The book he had given her, she had not yet touched – though she had most carefully examined its cover and spine, it gave no clue as to what was contained inside, nor any chance to determine if its contents might disappoint her – namely, because she could not determine what she wished its contents to be in the first place.

These were all things which Mary might have discussed with Georgiana, if she could at all articulate the nature of that which hung so heavily and restlessly upon her soul – but indeed, she could not; her penchant for rationality was here disappointed, for she could not place it into words, nor into clear explication, even to herself.

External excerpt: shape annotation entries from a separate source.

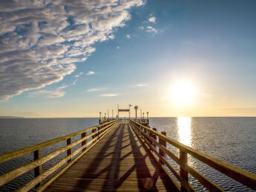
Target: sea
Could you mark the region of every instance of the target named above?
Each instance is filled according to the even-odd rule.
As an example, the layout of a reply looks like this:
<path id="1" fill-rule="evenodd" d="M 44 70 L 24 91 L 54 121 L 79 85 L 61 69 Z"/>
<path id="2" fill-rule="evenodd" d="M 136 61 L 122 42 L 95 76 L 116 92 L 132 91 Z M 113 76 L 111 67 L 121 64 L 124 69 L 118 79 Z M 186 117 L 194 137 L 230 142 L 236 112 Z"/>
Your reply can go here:
<path id="1" fill-rule="evenodd" d="M 97 123 L 98 118 L 0 118 L 0 154 L 83 130 Z M 150 118 L 150 126 L 158 132 L 165 131 L 168 137 L 185 145 L 256 173 L 256 118 Z M 60 142 L 46 147 L 42 151 L 42 156 L 65 144 Z M 179 156 L 178 149 L 169 144 L 167 148 Z M 63 156 L 65 154 L 45 163 L 43 170 Z M 28 154 L 0 164 L 0 175 L 33 158 L 33 154 Z M 168 160 L 179 170 L 175 162 Z M 252 191 L 191 156 L 188 164 L 226 191 Z M 29 171 L 0 187 L 0 191 L 13 191 L 33 177 L 33 170 Z M 196 191 L 207 191 L 191 176 L 189 181 Z"/>

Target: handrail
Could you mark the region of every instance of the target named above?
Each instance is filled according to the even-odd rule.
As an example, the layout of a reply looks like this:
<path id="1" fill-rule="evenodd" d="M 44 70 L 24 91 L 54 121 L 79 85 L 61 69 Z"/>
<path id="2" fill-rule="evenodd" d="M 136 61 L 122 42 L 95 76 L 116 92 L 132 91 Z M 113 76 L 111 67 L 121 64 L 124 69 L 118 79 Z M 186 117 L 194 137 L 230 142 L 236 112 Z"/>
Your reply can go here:
<path id="1" fill-rule="evenodd" d="M 20 149 L 13 152 L 6 153 L 0 155 L 0 163 L 4 162 L 10 159 L 13 159 L 19 156 L 24 156 L 25 154 L 33 153 L 34 161 L 31 161 L 26 164 L 24 164 L 19 167 L 17 167 L 8 173 L 6 173 L 0 176 L 0 186 L 9 182 L 13 179 L 19 176 L 27 173 L 28 171 L 34 169 L 35 170 L 35 178 L 30 182 L 27 183 L 22 188 L 19 189 L 20 191 L 27 191 L 36 186 L 36 191 L 42 191 L 48 185 L 50 185 L 57 177 L 56 176 L 63 173 L 68 167 L 71 166 L 75 161 L 77 161 L 82 155 L 85 154 L 89 149 L 91 149 L 100 139 L 103 137 L 109 131 L 112 129 L 117 124 L 118 120 L 108 121 L 105 124 L 100 124 L 96 127 L 76 132 L 63 137 L 54 138 L 41 144 L 38 144 L 31 147 Z M 81 138 L 71 143 L 71 138 L 81 135 Z M 88 141 L 88 139 L 91 140 Z M 41 150 L 45 147 L 50 146 L 59 143 L 62 141 L 66 140 L 67 145 L 56 150 L 45 156 L 41 157 Z M 81 144 L 81 147 L 77 149 L 74 152 L 71 153 L 71 148 L 77 144 Z M 72 159 L 80 152 L 75 159 Z M 60 154 L 67 152 L 67 156 L 60 160 L 59 162 L 55 164 L 53 167 L 45 170 L 44 173 L 42 171 L 42 165 L 53 158 L 59 156 Z M 57 173 L 53 176 L 47 182 L 42 183 L 42 181 L 49 176 L 52 173 L 63 166 L 65 162 L 68 164 L 64 166 Z"/>
<path id="2" fill-rule="evenodd" d="M 174 139 L 167 137 L 166 132 L 164 132 L 159 133 L 132 120 L 129 121 L 129 124 L 132 128 L 144 139 L 143 141 L 147 145 L 150 150 L 153 151 L 154 155 L 156 154 L 161 164 L 165 164 L 173 172 L 178 180 L 181 182 L 181 186 L 179 188 L 182 191 L 182 189 L 189 191 L 193 191 L 192 187 L 188 182 L 188 173 L 210 191 L 222 191 L 219 187 L 188 164 L 188 154 L 190 154 L 191 156 L 244 185 L 256 190 L 256 174 L 238 168 L 199 150 L 181 144 Z M 156 136 L 158 136 L 159 142 L 157 141 Z M 179 157 L 177 157 L 167 148 L 166 143 L 179 149 Z M 156 149 L 156 146 L 159 147 L 159 150 Z M 179 174 L 168 163 L 166 156 L 160 154 L 161 153 L 167 155 L 180 166 Z M 170 175 L 169 176 L 171 176 Z"/>

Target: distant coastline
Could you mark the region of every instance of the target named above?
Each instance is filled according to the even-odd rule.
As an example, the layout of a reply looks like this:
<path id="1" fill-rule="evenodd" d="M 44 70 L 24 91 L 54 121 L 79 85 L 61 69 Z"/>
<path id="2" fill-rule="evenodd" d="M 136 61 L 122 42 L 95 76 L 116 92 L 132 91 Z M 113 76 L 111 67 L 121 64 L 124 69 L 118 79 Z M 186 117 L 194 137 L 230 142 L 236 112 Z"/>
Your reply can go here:
<path id="1" fill-rule="evenodd" d="M 24 117 L 16 117 L 16 116 L 0 116 L 0 118 L 25 118 Z"/>

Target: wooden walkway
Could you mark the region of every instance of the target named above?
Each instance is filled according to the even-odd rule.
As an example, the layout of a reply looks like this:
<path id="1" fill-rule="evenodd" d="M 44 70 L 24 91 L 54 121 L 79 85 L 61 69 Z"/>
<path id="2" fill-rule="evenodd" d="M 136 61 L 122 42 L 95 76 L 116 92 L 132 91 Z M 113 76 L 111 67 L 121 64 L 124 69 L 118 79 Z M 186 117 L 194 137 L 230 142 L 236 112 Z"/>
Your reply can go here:
<path id="1" fill-rule="evenodd" d="M 45 191 L 171 191 L 128 123 L 120 123 Z"/>

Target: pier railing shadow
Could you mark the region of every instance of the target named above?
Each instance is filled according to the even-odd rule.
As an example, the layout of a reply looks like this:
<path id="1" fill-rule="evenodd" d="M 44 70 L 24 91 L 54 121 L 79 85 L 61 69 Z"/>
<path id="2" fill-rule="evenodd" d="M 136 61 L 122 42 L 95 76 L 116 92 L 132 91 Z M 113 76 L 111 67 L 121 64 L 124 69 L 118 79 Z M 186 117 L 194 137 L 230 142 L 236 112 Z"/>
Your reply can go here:
<path id="1" fill-rule="evenodd" d="M 172 179 L 177 190 L 182 191 L 194 191 L 189 182 L 188 175 L 190 174 L 210 191 L 223 191 L 217 185 L 188 164 L 188 155 L 235 181 L 253 190 L 256 190 L 256 174 L 238 168 L 171 139 L 166 136 L 165 132 L 159 133 L 156 132 L 156 129 L 151 129 L 135 121 L 130 121 L 129 124 L 138 134 L 138 138 L 143 141 L 143 143 L 152 156 L 156 161 L 159 161 L 159 164 L 161 165 L 162 169 Z M 167 148 L 167 143 L 179 150 L 179 157 Z M 170 164 L 168 161 L 168 158 L 170 158 L 179 166 L 179 173 Z M 176 177 L 176 179 L 170 174 L 170 172 Z"/>
<path id="2" fill-rule="evenodd" d="M 76 191 L 77 188 L 89 190 L 89 186 L 95 182 L 95 179 L 105 174 L 106 176 L 103 179 L 100 177 L 100 179 L 103 179 L 101 191 L 115 191 L 124 182 L 129 179 L 132 173 L 136 173 L 135 179 L 136 179 L 136 185 L 140 191 L 158 191 L 156 183 L 159 177 L 163 181 L 165 191 L 172 191 L 172 184 L 165 173 L 160 170 L 157 163 L 149 156 L 147 153 L 145 154 L 141 153 L 141 147 L 144 147 L 129 124 L 121 124 L 118 128 L 109 133 L 108 138 L 106 139 L 107 140 L 102 141 L 104 144 L 97 152 L 92 163 L 85 169 L 83 175 L 80 176 L 81 179 L 78 180 L 72 191 Z M 127 141 L 128 144 L 127 144 Z M 123 143 L 126 144 L 124 145 Z M 130 150 L 126 150 L 127 147 L 129 147 Z M 129 163 L 127 164 L 127 170 L 121 171 L 121 162 L 130 161 L 131 156 L 134 164 Z M 105 167 L 99 169 L 106 158 L 111 159 L 108 161 L 108 163 L 104 163 Z M 145 161 L 147 158 L 154 167 L 153 174 L 150 173 Z M 84 179 L 85 178 L 86 179 Z"/>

Perhaps, if Georgiana would have herself brought it into their discourse, it would have all come tumbling out in an uncontained fount of thoughts, senses, and sensibilities; and sometimes Mary almost wished she would; but at other times, she was most relieved that Georgiana was too timid for the broaching of such subjects, and that, moreover, she was likely oblivious to Mary's turmoil.

" 'Because the removal of uneasiness is the first step to happiness,' " she now read out to herself softly.

"I should not think one needs to be a great philosopher in order to have discerned that."

Mary glanced up quickly to see Lizzy standing before her, entering unnoticed while she had been lost in contemplation.

"I am making extracts," Mary said hastily, picking up her pen once more.

Lizzy sat down in an armchair across from her. "I will allow that it is not so somber as some of your others are wont to be."

"Locke," Mary said absently, as she finished setting it down. When she looked up once more, it was to find her sister studying her intently. "He says that desire is the uneasiness caused by want of some absent good."